Dan, apa katanya tadi? Salah paham? Apa itu bisa di sebut dalah paham? Tentu tidak.

"Kayak tadi lo bilang salah paham?" tanyaku.

"Ken, gue bisa jelasin"

"Jelasin apa? Emang tadi belom jelas?"

"Sumpah Ken. Gue bisa jelasin"

"Oke. Jelasin kalo gitu"

"Gue.. tadi itu gue juga gak tau. Gue gak ada maksud buat nyium dia. Tadi dia bilang kalo dia mau ngomong sesuatu sama gue, tentang lo. Jadi gue langsung buru-buru nyamperin dia. Sampe di situ, ternyata dia gak ada. Gue udah mau pergi dari situ sampe tiba-tiba dia dateng dan langsung.. ya lo tau"

"Jadi?"

"Jadi gue gak tau apa-apa. Dia yang nyium gue duluan, Ken. Sumpah!"

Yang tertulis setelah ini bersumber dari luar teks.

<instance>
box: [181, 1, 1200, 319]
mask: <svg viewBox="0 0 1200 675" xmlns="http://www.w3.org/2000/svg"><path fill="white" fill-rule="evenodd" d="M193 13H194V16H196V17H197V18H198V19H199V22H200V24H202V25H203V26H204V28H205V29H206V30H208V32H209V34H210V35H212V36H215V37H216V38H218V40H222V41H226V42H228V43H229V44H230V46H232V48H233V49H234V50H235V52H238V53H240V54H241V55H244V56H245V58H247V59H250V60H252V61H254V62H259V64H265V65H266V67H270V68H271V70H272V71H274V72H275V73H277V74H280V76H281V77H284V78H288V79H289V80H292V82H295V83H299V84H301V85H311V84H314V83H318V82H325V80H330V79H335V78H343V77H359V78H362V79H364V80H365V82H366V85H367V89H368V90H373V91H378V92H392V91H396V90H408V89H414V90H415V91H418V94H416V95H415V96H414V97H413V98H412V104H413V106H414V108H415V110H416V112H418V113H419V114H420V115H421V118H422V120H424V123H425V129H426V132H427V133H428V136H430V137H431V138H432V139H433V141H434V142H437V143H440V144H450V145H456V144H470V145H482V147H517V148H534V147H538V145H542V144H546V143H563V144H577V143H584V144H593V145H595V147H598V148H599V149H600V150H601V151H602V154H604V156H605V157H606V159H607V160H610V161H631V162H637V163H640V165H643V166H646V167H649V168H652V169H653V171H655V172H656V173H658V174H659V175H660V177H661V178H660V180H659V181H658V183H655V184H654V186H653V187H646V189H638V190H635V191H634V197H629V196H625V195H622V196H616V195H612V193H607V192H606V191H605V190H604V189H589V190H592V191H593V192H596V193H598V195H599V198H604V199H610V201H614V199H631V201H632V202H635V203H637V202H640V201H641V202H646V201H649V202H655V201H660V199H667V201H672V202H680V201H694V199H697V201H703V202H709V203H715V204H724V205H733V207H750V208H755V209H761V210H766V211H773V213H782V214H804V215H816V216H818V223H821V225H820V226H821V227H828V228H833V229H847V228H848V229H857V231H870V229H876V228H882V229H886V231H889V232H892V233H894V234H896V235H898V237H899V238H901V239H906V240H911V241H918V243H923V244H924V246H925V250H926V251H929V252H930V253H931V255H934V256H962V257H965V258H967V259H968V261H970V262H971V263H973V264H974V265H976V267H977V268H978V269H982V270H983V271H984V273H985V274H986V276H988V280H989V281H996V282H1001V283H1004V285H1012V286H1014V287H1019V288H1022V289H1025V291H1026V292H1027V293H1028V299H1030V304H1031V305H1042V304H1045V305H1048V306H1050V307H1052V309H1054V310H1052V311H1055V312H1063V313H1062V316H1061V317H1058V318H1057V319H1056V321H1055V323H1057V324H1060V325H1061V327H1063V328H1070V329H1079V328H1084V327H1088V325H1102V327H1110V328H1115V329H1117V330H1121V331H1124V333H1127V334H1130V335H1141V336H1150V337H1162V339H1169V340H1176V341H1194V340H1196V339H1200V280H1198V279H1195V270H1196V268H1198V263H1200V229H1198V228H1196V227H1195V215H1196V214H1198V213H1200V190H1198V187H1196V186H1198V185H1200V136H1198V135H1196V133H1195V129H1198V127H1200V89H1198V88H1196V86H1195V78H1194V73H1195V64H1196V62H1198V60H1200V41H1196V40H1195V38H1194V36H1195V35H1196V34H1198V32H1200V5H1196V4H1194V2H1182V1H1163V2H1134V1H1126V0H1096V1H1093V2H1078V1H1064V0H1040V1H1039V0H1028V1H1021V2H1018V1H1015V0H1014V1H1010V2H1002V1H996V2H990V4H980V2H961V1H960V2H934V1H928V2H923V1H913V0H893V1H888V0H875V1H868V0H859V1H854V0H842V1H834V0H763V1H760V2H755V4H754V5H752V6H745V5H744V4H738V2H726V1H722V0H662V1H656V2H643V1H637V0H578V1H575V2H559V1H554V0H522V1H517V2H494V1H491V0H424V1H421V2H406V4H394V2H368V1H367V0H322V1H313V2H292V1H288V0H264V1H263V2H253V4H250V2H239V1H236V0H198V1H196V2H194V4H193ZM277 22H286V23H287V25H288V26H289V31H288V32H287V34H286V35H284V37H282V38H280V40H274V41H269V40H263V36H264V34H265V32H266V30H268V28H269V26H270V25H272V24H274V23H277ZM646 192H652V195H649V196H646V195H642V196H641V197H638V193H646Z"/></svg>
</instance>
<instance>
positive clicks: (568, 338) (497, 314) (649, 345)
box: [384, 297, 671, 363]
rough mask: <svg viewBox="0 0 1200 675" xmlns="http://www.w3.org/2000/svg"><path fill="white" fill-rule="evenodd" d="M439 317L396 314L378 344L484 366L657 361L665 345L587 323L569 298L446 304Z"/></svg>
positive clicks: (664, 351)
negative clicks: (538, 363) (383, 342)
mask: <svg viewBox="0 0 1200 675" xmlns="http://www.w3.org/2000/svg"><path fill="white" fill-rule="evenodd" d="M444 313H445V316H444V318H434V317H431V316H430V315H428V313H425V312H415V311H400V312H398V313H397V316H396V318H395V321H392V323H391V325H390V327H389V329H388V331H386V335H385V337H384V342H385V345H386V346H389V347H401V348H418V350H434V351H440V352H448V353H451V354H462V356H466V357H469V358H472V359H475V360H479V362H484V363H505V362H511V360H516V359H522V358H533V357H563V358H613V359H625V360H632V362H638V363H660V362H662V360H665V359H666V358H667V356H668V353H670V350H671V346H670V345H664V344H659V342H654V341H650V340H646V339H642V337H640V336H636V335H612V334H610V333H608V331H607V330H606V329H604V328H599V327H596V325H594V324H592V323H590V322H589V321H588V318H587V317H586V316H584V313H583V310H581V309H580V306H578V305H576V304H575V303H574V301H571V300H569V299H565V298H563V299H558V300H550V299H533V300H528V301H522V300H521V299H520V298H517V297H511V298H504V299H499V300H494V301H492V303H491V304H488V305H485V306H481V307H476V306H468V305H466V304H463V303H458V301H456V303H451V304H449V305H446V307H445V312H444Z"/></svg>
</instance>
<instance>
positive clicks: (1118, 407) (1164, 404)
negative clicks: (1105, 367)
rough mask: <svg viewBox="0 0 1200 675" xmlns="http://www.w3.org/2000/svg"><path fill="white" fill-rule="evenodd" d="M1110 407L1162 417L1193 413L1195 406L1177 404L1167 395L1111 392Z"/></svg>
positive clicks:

"YA TERUS KENAPA LO GAK NOLAK? LO EMANG GAK NYIUM DIA DULUAN. TAPI LO NGEBALES CIUMAN DIA KAN?" bentakku emosi, lalu menangis lagi. Sementara ia hanya terdiam.

"Lo gak jawab? Berarti gue bener"

Reynald masih diam.

"Gila Rey. Lo bilang waktu itu lo mau merjuangin gue. Gue kira... gue kira lo serius sama kata-kata lo. Tapi apa? Lo gak bener-bener cint-- oiya, lo gak bilang kalo lo cinta sama gue kan? Ternyata emang gue aja yang baper. Makasih, Rey. Gue balik. Dan jangan deketin gue lagi" kataku dan langsung berbalik, pergi meninggalkan Reynald.

"Ken, jangan tinggalin gue" panggil Reynald. Dan bodohnya, aku malah berbalik.

"Jangan tinggalin gue, Ken. Gue cinta sama lo"

"Kalo lo bener cinta sama gue, kenapa tadi lo nyium Jenny?"

"Astaga Kenny, bukan gue yang nyium dia"

"Tapi sama aja Rey, sama aja. Lo itu gak bisa dipercaya"

"Jangan tinggalin gue, Kenny"

"Kenapa gue gak boleh ninggalin lo, padahal dulu lo ninggalin gue? Kenapa gue gak boleh ninggalin lo, padahal lo selalu nyakitin gue? Kenapa, Rey?" tanyaku, sementara Reynald hanya terdiam.

Dan kali ini, aku benar-benar pergi dari hadapannya.

Walaupun hati ini belum benar-benar pergi dari dirinya.